L’uso di quella formula implicava due cose: la prima, che era esistito, in precedenza, un «vecchio» ordine, tanto ovvio da non meritare neppure una menzione; la seconda, che quell’ordine stava scomparendo e che quindi occorreva costruirne uno «nuovo». In effetti, tra la fine degli anni 1980 e l’inizio degli anni 1990, l’assetto internazionale scaturito dalla Seconda guerra mondiale – noto come «ordine di Yalta» o «ordine bipolare» – si stava rapidamente sgretolando; e siccome quell’ordine si era essenzialmente basato sulla collaborazione/competizione tra Stati Uniti e Unione Sovietica, non è un caso che i primi ad accorgersi degli scricchiolii siano stati i presidenti di quelle che, nel gergo politico di allora, venivano chiamate «le due superpotenze».

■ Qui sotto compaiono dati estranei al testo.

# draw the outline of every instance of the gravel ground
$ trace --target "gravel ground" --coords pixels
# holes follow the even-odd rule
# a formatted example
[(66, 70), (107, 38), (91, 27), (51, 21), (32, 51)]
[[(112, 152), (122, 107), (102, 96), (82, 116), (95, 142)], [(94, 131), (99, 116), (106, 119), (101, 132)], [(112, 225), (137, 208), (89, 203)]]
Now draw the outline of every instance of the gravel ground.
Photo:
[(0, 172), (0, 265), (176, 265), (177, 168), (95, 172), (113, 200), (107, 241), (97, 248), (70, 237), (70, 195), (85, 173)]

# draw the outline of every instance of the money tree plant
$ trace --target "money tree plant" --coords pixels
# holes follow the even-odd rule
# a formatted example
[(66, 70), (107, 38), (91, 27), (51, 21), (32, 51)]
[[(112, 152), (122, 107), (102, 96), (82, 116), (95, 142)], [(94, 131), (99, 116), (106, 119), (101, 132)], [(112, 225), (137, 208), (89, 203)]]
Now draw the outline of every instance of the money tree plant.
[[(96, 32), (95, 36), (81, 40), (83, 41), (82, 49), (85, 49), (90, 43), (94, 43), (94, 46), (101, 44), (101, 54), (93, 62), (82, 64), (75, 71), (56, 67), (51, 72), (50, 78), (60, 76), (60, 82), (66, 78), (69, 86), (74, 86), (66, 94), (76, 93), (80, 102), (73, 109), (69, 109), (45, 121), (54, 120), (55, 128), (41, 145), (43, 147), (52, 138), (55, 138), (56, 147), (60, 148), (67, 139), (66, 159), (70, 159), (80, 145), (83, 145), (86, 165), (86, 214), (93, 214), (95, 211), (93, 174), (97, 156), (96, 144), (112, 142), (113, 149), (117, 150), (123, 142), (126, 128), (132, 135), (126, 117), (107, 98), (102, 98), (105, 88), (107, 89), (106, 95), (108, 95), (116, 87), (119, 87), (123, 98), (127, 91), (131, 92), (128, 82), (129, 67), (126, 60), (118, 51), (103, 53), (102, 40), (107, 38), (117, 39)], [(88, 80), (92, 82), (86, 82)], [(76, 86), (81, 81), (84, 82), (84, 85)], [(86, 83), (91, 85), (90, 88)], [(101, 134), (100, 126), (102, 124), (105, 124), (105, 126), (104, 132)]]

Come vedremo, quell’assetto non è ancora completamente tramontato e, soprattutto, nessun «nuovo» ordine è emerso, nonostante gli auspici e le speranze degli uni e degli altri. Anzi, è proprio a partire da quegli anni cruciali che il mondo è diventato sempre più disordinato, anche se molti, inebriati dalla retorica allora dominante della «fine della storia» e del «mondo unipolare», hanno cominciato ad accorgersene con crescente apprensione solo in questo secolo. Si può sostenere che il richiamo a un «nuovo ordine mondiale» si diffonda in modo direttamente proporzionale al dispiegarsi di un nuovo disordine internazionale, quasi una evocazione apotropaica volta a sedarne, almeno psicologicamente, gli effetti ansiogeni. Nel 2017, anche il presidente cinese Xi Jinping si è unito al coro, annunciando che il suo paese era pronto a «guidare la comunità internazionale a costruire insieme un nuovo ordine mondiale più giusto e ragionevole». Persino il presidente russo Vladimir Putin ha giustificato la guerra scatenata contro l’Ucraina nel febbraio 2022 con la necessità di dar vita a un «nuovo ordine mondiale basato sul diritto, libero, autentico ed equo».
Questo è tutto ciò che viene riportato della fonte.